Brownback offered a poorly received proposal last month during his State of the State address that would add $600 million phased in during five years. Colyer appeared to give leeway on that number, saying he knew legislators didn’t like to be told what to do.
“I think the reaction to a recent State of the State address is plenty evidence of that,” Colyer said.
Instead, he promised to sign a school finance bill that keeps schools open, increases resources for K-12 education without increasing taxes, ensures accountability and improved outcomes, and permanently tops frequent school finance litigation — a possible call for a constitutional amendment to limit the court’s authority over school finance.
“This will not be easy, but public servants and leaders are not called to make the easy choices,” Colyer said. “We’re here to do the right thing, and the right thing is never easy.”
Legislators have expected a new tone under Colyer, but weren’t sure his policy positions would be materially different from those held by Brownback. Colyer’s stance on abortion rights mirrors Brownback’s. In his speech, he derided the Shawnee County District Court for claiming the Kansas Constitution offers a right to abortion.
The case, which would decide the fate of a first-in-the nation ban on “dismemberment” abortions, is at the Kansas Supreme Court.

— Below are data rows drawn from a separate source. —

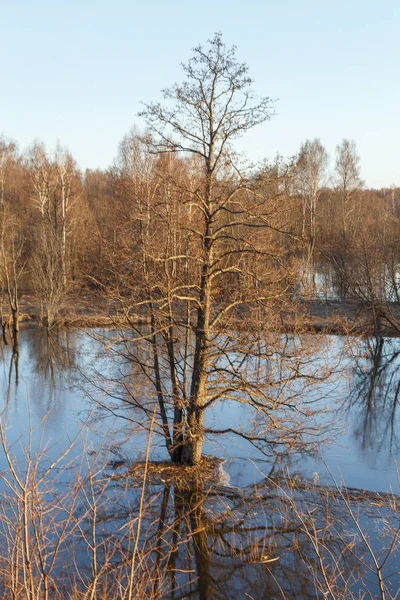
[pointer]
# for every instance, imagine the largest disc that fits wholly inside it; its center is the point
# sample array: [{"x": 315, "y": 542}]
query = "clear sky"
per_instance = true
[{"x": 76, "y": 71}]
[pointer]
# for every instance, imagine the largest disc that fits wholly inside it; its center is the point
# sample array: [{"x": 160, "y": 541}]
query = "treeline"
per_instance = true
[{"x": 63, "y": 231}]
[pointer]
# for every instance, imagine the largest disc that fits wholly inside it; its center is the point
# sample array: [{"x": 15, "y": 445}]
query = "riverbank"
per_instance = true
[{"x": 330, "y": 317}]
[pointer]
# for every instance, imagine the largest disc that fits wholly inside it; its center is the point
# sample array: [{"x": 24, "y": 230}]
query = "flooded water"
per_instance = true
[{"x": 248, "y": 538}]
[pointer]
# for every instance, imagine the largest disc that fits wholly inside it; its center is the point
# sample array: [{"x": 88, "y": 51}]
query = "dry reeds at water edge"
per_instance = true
[{"x": 78, "y": 526}]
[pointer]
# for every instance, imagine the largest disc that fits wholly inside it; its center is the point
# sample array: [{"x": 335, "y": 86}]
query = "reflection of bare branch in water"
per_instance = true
[
  {"x": 277, "y": 539},
  {"x": 53, "y": 352},
  {"x": 375, "y": 394}
]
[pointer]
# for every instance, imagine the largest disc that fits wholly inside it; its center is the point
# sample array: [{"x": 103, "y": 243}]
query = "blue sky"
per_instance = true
[{"x": 76, "y": 71}]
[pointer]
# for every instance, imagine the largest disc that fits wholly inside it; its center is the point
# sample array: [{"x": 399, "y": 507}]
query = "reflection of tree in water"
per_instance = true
[
  {"x": 375, "y": 393},
  {"x": 53, "y": 352},
  {"x": 224, "y": 543}
]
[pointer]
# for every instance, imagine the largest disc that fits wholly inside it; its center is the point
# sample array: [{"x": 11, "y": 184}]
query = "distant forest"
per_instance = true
[{"x": 65, "y": 231}]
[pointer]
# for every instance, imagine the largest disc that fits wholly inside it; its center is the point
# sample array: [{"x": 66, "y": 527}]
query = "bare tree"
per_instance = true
[
  {"x": 347, "y": 179},
  {"x": 203, "y": 260},
  {"x": 311, "y": 176}
]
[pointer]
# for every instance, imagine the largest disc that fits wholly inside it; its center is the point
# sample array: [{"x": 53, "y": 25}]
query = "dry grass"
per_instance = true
[{"x": 182, "y": 476}]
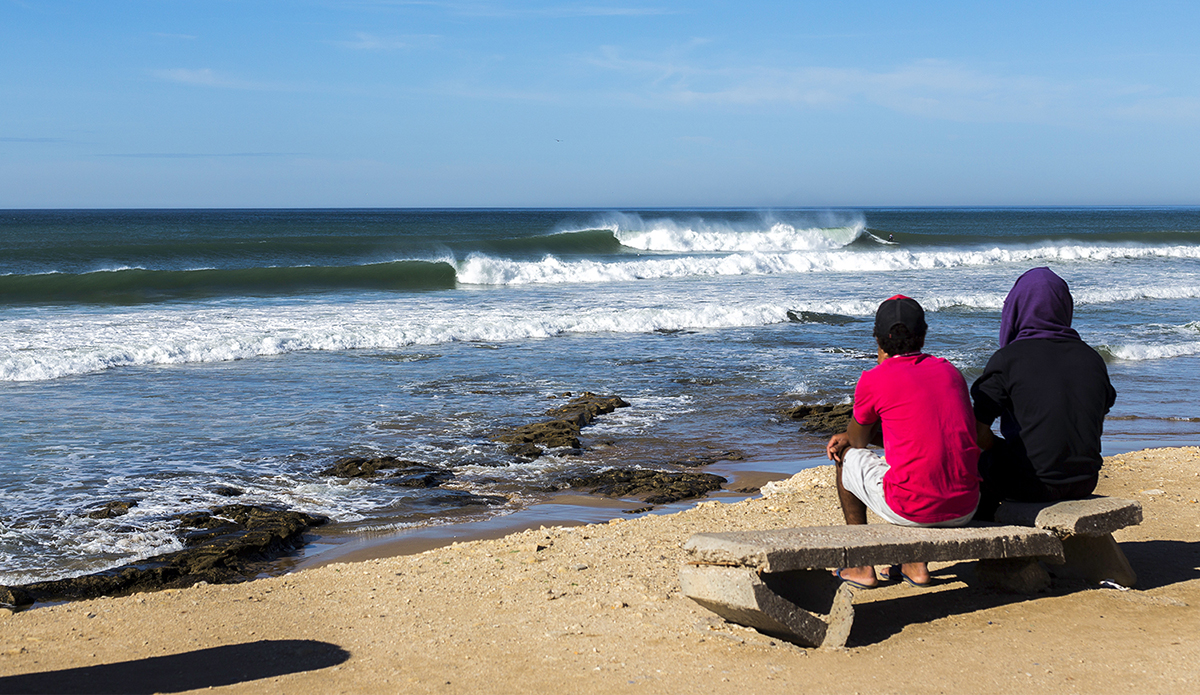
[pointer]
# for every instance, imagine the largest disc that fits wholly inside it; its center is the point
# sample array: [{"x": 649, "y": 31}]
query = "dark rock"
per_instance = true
[
  {"x": 13, "y": 597},
  {"x": 525, "y": 450},
  {"x": 697, "y": 460},
  {"x": 552, "y": 435},
  {"x": 229, "y": 544},
  {"x": 822, "y": 419},
  {"x": 364, "y": 467},
  {"x": 424, "y": 477},
  {"x": 463, "y": 498},
  {"x": 112, "y": 509},
  {"x": 585, "y": 408},
  {"x": 562, "y": 432},
  {"x": 652, "y": 486}
]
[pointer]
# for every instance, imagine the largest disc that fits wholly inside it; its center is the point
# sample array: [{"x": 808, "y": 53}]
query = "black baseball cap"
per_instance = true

“On the issue of life, the stakes are so high, the issue is so foundational, the people of Kansas must have the final say,” Colyer said.
It wasn’t clear whether he favored amending the constitution to rid it of any court-interpreted right to abortion.
Colyer criticized the Brownback administration’s habit of sweeping funds from the Kansas Department of Transportation to plug budget holes. He called on lawmakers to “build an effective plan that promotes economic development and strengthens our transportation network.”
Colyer ended his speech by challenging legislators to be selfless and put the state’s long-term interests ahead of short-term political gain.
“I challenge all of us to come together, to work together, to show the world that Kansas is the true heart of America,” Colyer said.